Su trabajo bajo supervisión duró tres años. Era más o menos como un empleo vigilado en libertad bajo palabra. Las personas en situación de supervisión gozaban de cierta libertad, pero tenían que presentarse a la policía a intervalos regulares con un informe detallado de todo cuanto habían hecho -e incluso pensado- desde su última visita. Además, se hallaban sometidas a una observación permanente por parte de la policía.

Cuando concluía su período de vigilancia formal se unían a gente como Yu-lin en una categoría menos rígida de vigilancia discreta. Una de sus formas más comunes era el sandwich, esto es, mantenerse bajo la estrecha vigilancia de dos vecinos específicamente encargados de ello, lo que también se conocía como «sandwich de pan rojo y relleno negro». Evidentemente, no sólo dichos vecinos sino también cualquier otro podía -y debía- informar del poco fiable «negro» a través de los comités de residentes. La «justicia popular» era absolutamente hermética, a la vez que un instrumento fundamental de gobierno dado que situaba a numerosos ciudadanos en colaboración activa con el Estado.

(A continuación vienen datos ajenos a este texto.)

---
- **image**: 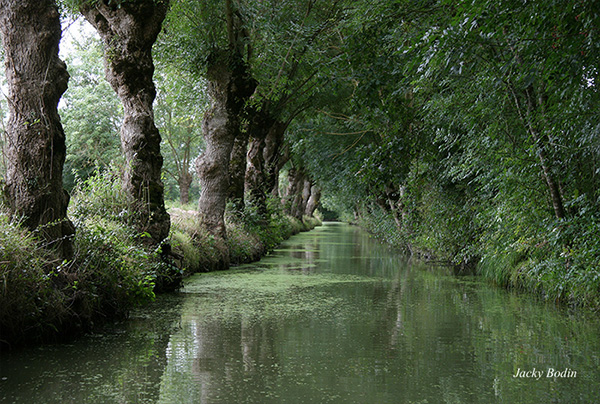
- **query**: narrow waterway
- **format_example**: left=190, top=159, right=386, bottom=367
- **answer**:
left=0, top=223, right=600, bottom=404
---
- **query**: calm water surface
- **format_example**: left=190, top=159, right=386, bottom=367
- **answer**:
left=0, top=224, right=600, bottom=404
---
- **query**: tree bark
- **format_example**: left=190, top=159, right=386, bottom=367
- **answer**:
left=81, top=0, right=170, bottom=243
left=0, top=0, right=75, bottom=259
left=304, top=185, right=321, bottom=217
left=197, top=50, right=255, bottom=238
left=525, top=86, right=565, bottom=219
left=179, top=171, right=194, bottom=205
left=286, top=168, right=305, bottom=219
left=245, top=112, right=288, bottom=215
left=228, top=130, right=249, bottom=213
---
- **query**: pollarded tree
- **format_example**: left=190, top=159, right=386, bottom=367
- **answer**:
left=165, top=0, right=256, bottom=238
left=0, top=0, right=75, bottom=258
left=244, top=0, right=347, bottom=218
left=78, top=0, right=170, bottom=243
left=59, top=32, right=123, bottom=189
left=155, top=63, right=208, bottom=205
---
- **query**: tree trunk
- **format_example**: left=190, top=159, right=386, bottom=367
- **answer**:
left=525, top=86, right=565, bottom=219
left=197, top=50, right=255, bottom=238
left=245, top=113, right=288, bottom=215
left=304, top=185, right=321, bottom=217
left=298, top=177, right=312, bottom=218
left=229, top=130, right=248, bottom=213
left=286, top=168, right=305, bottom=219
left=178, top=170, right=194, bottom=205
left=81, top=0, right=170, bottom=243
left=0, top=0, right=75, bottom=259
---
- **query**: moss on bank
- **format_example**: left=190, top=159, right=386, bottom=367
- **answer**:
left=0, top=172, right=319, bottom=349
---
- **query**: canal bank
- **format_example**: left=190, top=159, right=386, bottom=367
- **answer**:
left=0, top=223, right=600, bottom=404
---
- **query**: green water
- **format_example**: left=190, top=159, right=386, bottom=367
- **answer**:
left=0, top=224, right=600, bottom=404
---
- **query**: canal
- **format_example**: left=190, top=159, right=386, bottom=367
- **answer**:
left=0, top=223, right=600, bottom=404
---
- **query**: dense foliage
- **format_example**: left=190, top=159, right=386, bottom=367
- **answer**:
left=296, top=0, right=600, bottom=304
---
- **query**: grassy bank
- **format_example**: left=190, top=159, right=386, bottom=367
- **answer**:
left=0, top=172, right=319, bottom=348
left=353, top=190, right=600, bottom=310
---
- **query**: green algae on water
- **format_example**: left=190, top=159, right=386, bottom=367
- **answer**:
left=182, top=268, right=384, bottom=321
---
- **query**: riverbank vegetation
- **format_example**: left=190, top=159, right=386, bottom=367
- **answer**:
left=0, top=0, right=600, bottom=348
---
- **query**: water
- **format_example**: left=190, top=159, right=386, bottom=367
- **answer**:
left=0, top=224, right=600, bottom=404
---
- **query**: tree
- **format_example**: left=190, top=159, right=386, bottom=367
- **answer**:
left=79, top=0, right=170, bottom=243
left=0, top=0, right=75, bottom=258
left=166, top=0, right=256, bottom=239
left=156, top=63, right=208, bottom=205
left=59, top=32, right=123, bottom=189
left=245, top=0, right=345, bottom=215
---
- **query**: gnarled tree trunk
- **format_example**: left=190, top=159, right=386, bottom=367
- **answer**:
left=245, top=113, right=288, bottom=215
left=178, top=171, right=194, bottom=205
left=228, top=130, right=248, bottom=213
left=285, top=168, right=306, bottom=219
left=304, top=185, right=321, bottom=217
left=197, top=50, right=256, bottom=238
left=81, top=0, right=170, bottom=243
left=0, top=0, right=75, bottom=258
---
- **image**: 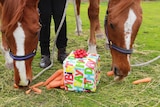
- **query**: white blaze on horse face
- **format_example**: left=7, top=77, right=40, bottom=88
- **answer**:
left=13, top=23, right=29, bottom=86
left=124, top=9, right=137, bottom=63
left=0, top=44, right=13, bottom=69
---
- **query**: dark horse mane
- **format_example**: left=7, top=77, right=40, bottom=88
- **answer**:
left=1, top=0, right=26, bottom=35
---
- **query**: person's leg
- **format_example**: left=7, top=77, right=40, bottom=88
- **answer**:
left=52, top=0, right=68, bottom=63
left=39, top=0, right=51, bottom=68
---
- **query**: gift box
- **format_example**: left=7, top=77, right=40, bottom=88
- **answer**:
left=63, top=51, right=100, bottom=92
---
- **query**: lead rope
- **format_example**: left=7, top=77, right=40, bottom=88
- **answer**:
left=32, top=0, right=69, bottom=80
left=131, top=56, right=160, bottom=67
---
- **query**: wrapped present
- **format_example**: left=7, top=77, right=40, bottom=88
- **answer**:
left=63, top=50, right=100, bottom=92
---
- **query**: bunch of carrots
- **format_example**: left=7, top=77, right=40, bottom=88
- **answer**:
left=107, top=71, right=152, bottom=84
left=26, top=69, right=65, bottom=94
left=19, top=69, right=152, bottom=94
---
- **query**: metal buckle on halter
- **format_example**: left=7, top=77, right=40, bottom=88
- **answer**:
left=108, top=41, right=133, bottom=54
left=9, top=50, right=36, bottom=61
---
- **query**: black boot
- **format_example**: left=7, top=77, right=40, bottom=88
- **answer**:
left=40, top=55, right=51, bottom=68
left=58, top=47, right=68, bottom=64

Zhu-ge, el oficial de inteligencia de docto aspecto que se había casado con la señorita Tanaka, fue condenado a trabajos forzados de por vida y exiliado a una remota zona fronteriza (posteriormente habría de ser liberado junto con varios antiguos funcionarios del Kuomintang gracias a la amnistía de 1959). Su esposa fue devuelta a Japón. Al igual que en la Unión Soviética, casi todos los condenados a prisión no iban a la cárcel, sino a campos de trabajo en los que a menudo se realizaban labores peligrosas o se trabajaba en zonas altamente polucionadas.

Algunos importantes personajes del Kuomintang, entre los que se incluían funcionarios del servicio de inteligencia, escaparon al castigo. El supervisor académico de la facultad de mi madre había sido secretario de distrito del Kuomintang, pero existían pruebas de que había contribuido a salvar la vida de numerosos comunistas y simpatizantes (incluida mi madre) por lo que su caso fue pasado por alto.